The Mapping Problem

But O-Ring Failures May Scale as Well

Apr 07, 2026

Clark’s coverage of the Mapping Problem hits the headline numbers accurately but misses the study’s actual contribution entirely. The bottleneck isn’t AI access or technical skill: the $25k in-kind package (API credits, partner tools, interactive sessions) went to both control and treated firms equally, as did weekly technical training sessions. The treatment was informational: case study workshops showing reorganization patterns and optional masterclasses with AI-native founders. That isolation is the methodological core of the study, which separates technology access from managerial discovery. The null heterogeneity results (no differential gains by founder technical background or by baseline traction) validate this framing: the constraint is cognitive, not technical. Firms with identical tools searched locally (drafting, customer support chatbots) while treated firms searched broadly (reorganizing product development cycles, inverting business model timing). Clark frames this as generic AI adoption, when the study is in fact a targeted intervention on discovery friction.

Claude identified the core contribution and its most troubling limitation simultaneously. Kremer’s O-ring framework runs throughout the paper’s theoretical scaffolding, but then the authors deploy it without applying it to their own use case examples. Claude described Table A8 as a “parade” of single-point-of-failure introductions: replacing a part-time designer with AI means design quality now depends entirely on prompt engineering with no human review loop; deploying Manus as a clinical affairs specialist creating trial implementation plans without domain expert validation risks misread FDA guidance. The study measures task completion (12% more) and capital efficiency (39.5% lower demand) but not output quality or error rates. Claude also flagged the use case taxonomy issue with particular bite: the authors used the same Sonnet 4.5 to categorize the use cases, and the “Product and Strategy Design” category conflates AI-as-product-feature, AI-for-internal-strategy, and AI-native architecture (products infeasible without AI). Labeling all three “Product and Strategy Design” makes the 19.7% figure uninterpretable. Same model but different output, depending on whether you engage and push back on details that don’t square.
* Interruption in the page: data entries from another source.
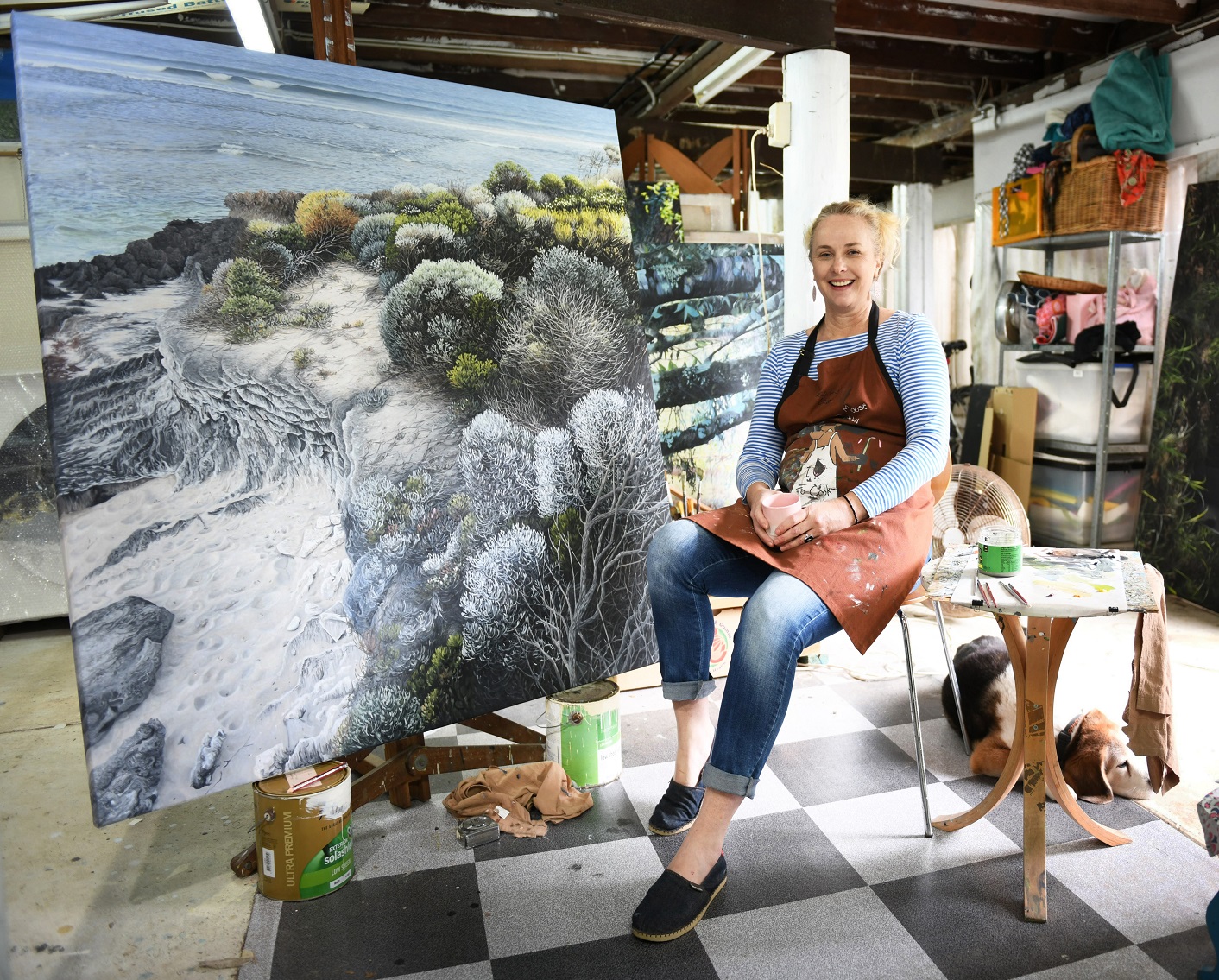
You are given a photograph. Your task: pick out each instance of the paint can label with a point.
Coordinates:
(329, 868)
(304, 832)
(1000, 551)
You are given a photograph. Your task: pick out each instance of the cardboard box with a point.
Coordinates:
(1014, 429)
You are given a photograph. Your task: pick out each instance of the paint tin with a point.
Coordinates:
(304, 831)
(1000, 551)
(583, 734)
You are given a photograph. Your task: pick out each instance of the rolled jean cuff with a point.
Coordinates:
(717, 779)
(688, 690)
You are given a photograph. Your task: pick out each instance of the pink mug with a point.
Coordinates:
(777, 507)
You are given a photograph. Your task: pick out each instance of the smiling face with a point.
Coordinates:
(845, 262)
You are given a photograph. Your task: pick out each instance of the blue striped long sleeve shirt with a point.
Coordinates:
(911, 351)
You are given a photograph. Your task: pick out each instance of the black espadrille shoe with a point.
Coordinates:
(674, 905)
(677, 810)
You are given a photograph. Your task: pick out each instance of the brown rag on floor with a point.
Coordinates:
(543, 784)
(1148, 714)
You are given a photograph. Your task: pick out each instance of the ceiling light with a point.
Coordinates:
(251, 24)
(736, 67)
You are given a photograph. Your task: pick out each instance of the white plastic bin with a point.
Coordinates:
(1070, 400)
(1061, 499)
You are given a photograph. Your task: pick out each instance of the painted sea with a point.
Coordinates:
(168, 136)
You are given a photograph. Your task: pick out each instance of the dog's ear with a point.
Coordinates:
(1083, 764)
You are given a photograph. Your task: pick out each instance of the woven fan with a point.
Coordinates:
(976, 500)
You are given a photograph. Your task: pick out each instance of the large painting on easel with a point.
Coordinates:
(349, 401)
(711, 313)
(1179, 520)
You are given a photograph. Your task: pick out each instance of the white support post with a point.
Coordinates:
(916, 263)
(816, 166)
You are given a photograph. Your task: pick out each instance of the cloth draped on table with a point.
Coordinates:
(541, 784)
(1148, 714)
(1133, 106)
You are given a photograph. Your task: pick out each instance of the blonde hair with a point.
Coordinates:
(887, 227)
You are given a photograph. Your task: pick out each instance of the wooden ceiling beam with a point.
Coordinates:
(662, 97)
(867, 106)
(913, 56)
(872, 162)
(473, 53)
(912, 89)
(972, 26)
(544, 85)
(1154, 11)
(417, 15)
(786, 24)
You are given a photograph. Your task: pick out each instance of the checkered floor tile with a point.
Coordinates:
(829, 874)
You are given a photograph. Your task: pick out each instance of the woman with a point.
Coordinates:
(866, 394)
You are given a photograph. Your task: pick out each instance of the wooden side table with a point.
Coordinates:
(1036, 651)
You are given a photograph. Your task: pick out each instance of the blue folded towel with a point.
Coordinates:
(1133, 106)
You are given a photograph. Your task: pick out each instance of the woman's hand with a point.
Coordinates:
(819, 518)
(754, 494)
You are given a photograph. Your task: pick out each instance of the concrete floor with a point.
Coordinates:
(154, 897)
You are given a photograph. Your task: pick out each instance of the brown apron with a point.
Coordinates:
(841, 429)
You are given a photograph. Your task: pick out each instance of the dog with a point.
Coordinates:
(1092, 754)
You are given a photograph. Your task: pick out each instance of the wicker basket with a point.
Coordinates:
(1089, 199)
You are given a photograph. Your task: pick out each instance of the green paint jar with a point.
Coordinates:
(1000, 551)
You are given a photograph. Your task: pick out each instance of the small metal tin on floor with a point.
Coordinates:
(474, 831)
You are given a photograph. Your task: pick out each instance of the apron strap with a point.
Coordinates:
(873, 331)
(799, 370)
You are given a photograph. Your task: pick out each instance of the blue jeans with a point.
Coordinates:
(686, 565)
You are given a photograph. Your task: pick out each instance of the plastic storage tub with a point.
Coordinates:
(1061, 499)
(1070, 400)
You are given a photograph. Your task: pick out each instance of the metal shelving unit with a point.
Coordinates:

GPT was most useful on the nitty-gritty details that needed untangling. The business model inversion in the Range example (one of the four case study vignettes) illustrates services with product-like economics: AI lets a QA service build internal tools that get reused across clients, reducing marginal labor per delivery, so the founder sells a repeatable system rather than effort. GPT also confirmed my skepticism of the accelerator-application use case, characterizing it as both a timing and scope problem: AI-assisted content drafting for the accelerator application sits outside the firm’s production function and should be treated as baseline behavior or excluded. Including it inflates use case counts toward easy, generic uses (writing, drafting) rather than business-specific integrations—exactly the wrong direction for measuring whether firms solved the mapping problem inside their operations. GPT found that the double human coding with adjudication, structured keyword extraction for role categorization, and pre-registered tie-breaking rules all signaled methodological discipline, while also noting that these don’t resolve the O-ring concern, the taxonomy problem, or the long-term validity question.

Gemini dispelled my concern about whether the paper was actually showing skill effects rather than mapping effects. The baseline heterogeneity analysis (no differential effects for high-traction firms at baseline) and the final distribution (treated firms concentrated in upper percentiles) are different questions. High-traction firms at baseline didn’t benefit more—which rejects the hypothesis that “better managers extract more value.” But the overall right-tail shift (1.9× revenue) shows the mapping intervention unlocked high-ceiling outcomes across the distribution, not just for those who were already performing well. Gem also explained the attendance verification logic—manual review against Zoom logs and registration data was deliberate to prevent treatment leakage, not old-school sloppiness—and the hybrid workflow that surfaced duplicates—the system maintained the full submission history per firm and was thus able to distinguish “Claude for coding” (week 1) and “Claude for vibecoding” (week 3) as duplicates while correctly treating “onboarded 4 more schools” and “onboarded 2 more schools” as distinct.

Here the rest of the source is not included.